Add inside your server {} block:

# ── Browser caching ──────────────────────────────────────────────
location ~* \.(woff2|woff|js|css)$ {
    expires 1y;
    add_header Cache-Control "max-age=31536000, immutable";
    add_header Vary "Accept-Encoding";
    gzip_static on;
    brotli_static on;
}

location ~* \.(jpg|jpeg|png|gif|webp|avif|svg|ico)$ {
    expires 30d;
    add_header Cache-Control "max-age=2592000, public";
    gzip_static on;
}

# HTML — always revalidate
location ~* \.html$ {
    add_header Cache-Control "no-cache, must-revalidate";
    add_header Pragma "no-cache";
}

# ── Gzip compression ─────────────────────────────────────────────
gzip on;
gzip_vary on;
gzip_proxied any;
gzip_comp_level 6;
gzip_types
    text/plain text/css text/xml text/javascript
    application/json application/javascript application/ld+json
    image/svg+xml font/woff font/woff2 application/xml;

# ── Brotli compression (requires ngx_brotli module) ──────────────
brotli on;
brotli_comp_level 6;
brotli_types
    text/plain text/css application/javascript
    application/json application/ld+json image/svg+xml;

# ── Security headers ─────────────────────────────────────────────
add_header X-Content-Type-Options "nosniff" always;
add_header X-Frame-Options "SAMEORIGIN" always;
add_header Referrer-Policy "strict-origin-when-cross-origin" always;
add_header Permissions-Policy "geolocation=(), microphone=(), camera=()" always;

# ── Block PHP in uploads ──────────────────────────────────────────
location ~* /wp-content/uploads/.*\.php$ {
    deny all;
}

Cloudflare Page Rules

If you use Cloudflare CDN (recommended for Nepali traffic — edge nodes in Mumbai/Singapore):

URL Pattern Cache Level Edge TTL
*.nectarpress.com/wp-content/themes/nectarpress/assets/* Cache Everything 1 year
*.nectarpress.com/wp-content/uploads/* Cache Everything 30 days
*.nectarpress.com/?* Bypass
*.nectarpress.com/wp-admin/* Bypass
*.nectarpress.com/wp-login.php Bypass

Important: Always bypass cache for: - URLs with query parameters (?) - Admin paths (/wp-admin/) - Logged-in users (set via Cache-Control: private — NectarPress does this automatically for premium readers)

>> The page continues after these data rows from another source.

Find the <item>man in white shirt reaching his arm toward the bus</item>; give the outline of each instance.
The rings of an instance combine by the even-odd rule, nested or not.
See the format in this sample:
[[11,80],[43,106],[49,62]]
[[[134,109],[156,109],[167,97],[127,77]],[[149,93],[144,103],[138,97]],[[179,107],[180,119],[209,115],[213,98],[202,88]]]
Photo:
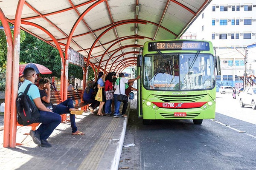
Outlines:
[[[119,112],[121,102],[117,100],[117,96],[119,94],[125,95],[125,83],[134,82],[135,80],[140,79],[140,76],[138,76],[135,79],[125,79],[125,75],[123,73],[119,73],[118,77],[119,78],[116,80],[116,84],[114,86],[114,88],[116,89],[114,92],[114,99],[115,99],[114,117],[122,117],[122,115]],[[119,83],[120,83],[120,88],[119,88]]]

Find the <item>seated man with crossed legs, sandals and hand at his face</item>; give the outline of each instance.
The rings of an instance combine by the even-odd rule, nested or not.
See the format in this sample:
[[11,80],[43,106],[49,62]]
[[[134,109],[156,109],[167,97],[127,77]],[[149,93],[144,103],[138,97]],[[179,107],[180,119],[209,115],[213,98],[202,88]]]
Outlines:
[[51,85],[49,84],[49,79],[41,78],[39,80],[39,92],[41,96],[41,101],[44,105],[50,105],[52,107],[52,111],[59,115],[71,113],[70,114],[70,123],[72,128],[72,135],[84,135],[83,132],[77,130],[75,115],[74,114],[81,114],[83,111],[79,111],[79,109],[75,109],[73,105],[73,101],[71,99],[67,99],[64,102],[61,102],[58,105],[52,105],[50,103],[51,99]]

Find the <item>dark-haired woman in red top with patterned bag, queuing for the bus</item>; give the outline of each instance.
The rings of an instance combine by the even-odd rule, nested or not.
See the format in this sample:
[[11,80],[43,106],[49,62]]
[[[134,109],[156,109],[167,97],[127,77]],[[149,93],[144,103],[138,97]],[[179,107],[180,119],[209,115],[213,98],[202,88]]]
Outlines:
[[106,103],[105,103],[105,116],[111,116],[111,104],[113,100],[113,73],[109,73],[106,77],[105,81],[105,96],[106,96]]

PHP Configuration Recommendations

; php.ini or .user.ini
memory_limit = 256M          ; theme runs cleanly in 40M; 256M for import operations
max_execution_time = 300     ; allow for demo import (large packs)
upload_max_filesize = 64M    ; ePaper PDFs can be large
post_max_size = 64M
opcache.enable = 1
opcache.memory_consumption = 128
opcache.interned_strings_buffer = 8
opcache.max_accelerated_files = 4000
opcache.revalidate_freq = 60

Hosting Recommendations for Nepali Traffic

Tier Provider Nepal latency Notes
Shared Himalayan Host ~30ms Nepal-based, best latency
VPS DigitalOcean Bangalore ~70ms Good balance, SSD
VPS Vultr Mumbai ~65ms Similar to DO
Managed WP Cloudways (Bangalore) ~70ms Easy scaling
Enterprise AWS ap-south-1 (Mumbai) ~60ms With CloudFront → ~20ms

Always add Cloudflare CDN regardless of host — Nepali peak hours (7–10 PM NST) can bring 10× traffic spikes during breaking news events. Cloudflare's edge absorbs this without hitting your origin.